Roughly half of all drug approvals involve a commitment by the manufacturer to at least one post-approval study commitment.
Companies are required to give the FDA annual progress reports on these studies, but 35 percent of the reports due in 2004 were either missing entirely or contained no relevant information. The FDA validated less than a third of the reports. The FDA has little to no power to punish drug companies that leave such studies unfinished.
The inspector general said the FDA should improve its monitoring of the studies, upgrade its tracking system, and ask manufacturers to provide better information.
Remember all those promises the FDA made to improve drug safety to protect the health of Americans, especially those that were blasted by the Pharmaceutical Research and Manufacturers of America? This report makes those promises ring very hollow.

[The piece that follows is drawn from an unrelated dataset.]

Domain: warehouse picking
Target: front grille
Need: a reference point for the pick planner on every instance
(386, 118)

Once the drugs are on the market, the FDA virtually stops paying any attention whatsoever to whether or not they might cause harm.
There are a number of good reasons for this, one of the primary ones being that they have never been funded to do this, as the powerful drug lobby cleverly helped to ensure that over 80 percent of their resources are directed to approving drugs, with a measly 5 percent directed to drug safety.
The FDA's real purpose now is to give a seal of approval to drugs produced by their industry "partners," even if the drugs are dangerous or useless.
Of course, the FDA's commissioner, Andrew von Eschenbach, denies any wrongdoing, no matter how damning the evidence. More proof than ever that you can't count on the FDA, as it's currently configured, to protect your health.
This is in part because, when the Prescription Drug User Fee Act took effect in 1992, the drug companies actually started to fund the FDA. I assure you that this is true. It's the classic case of the fox guarding the henhouse. How can you possibly trust a system in which the people who approve the drugs are being paid by the people who make the drugs?
The system has inevitably led to rampant conflicts of interest. The most egregious recent example of this was when 10 of the 32 FDA drug advisers whose total votes favored the controversial painkillers Celebrex, Bextra and Vioxx had financial ties to the drug industry.
So wake up if you haven't already done so and realize that the FDA's primary purpose is to help multi-national drug companies increase their profits.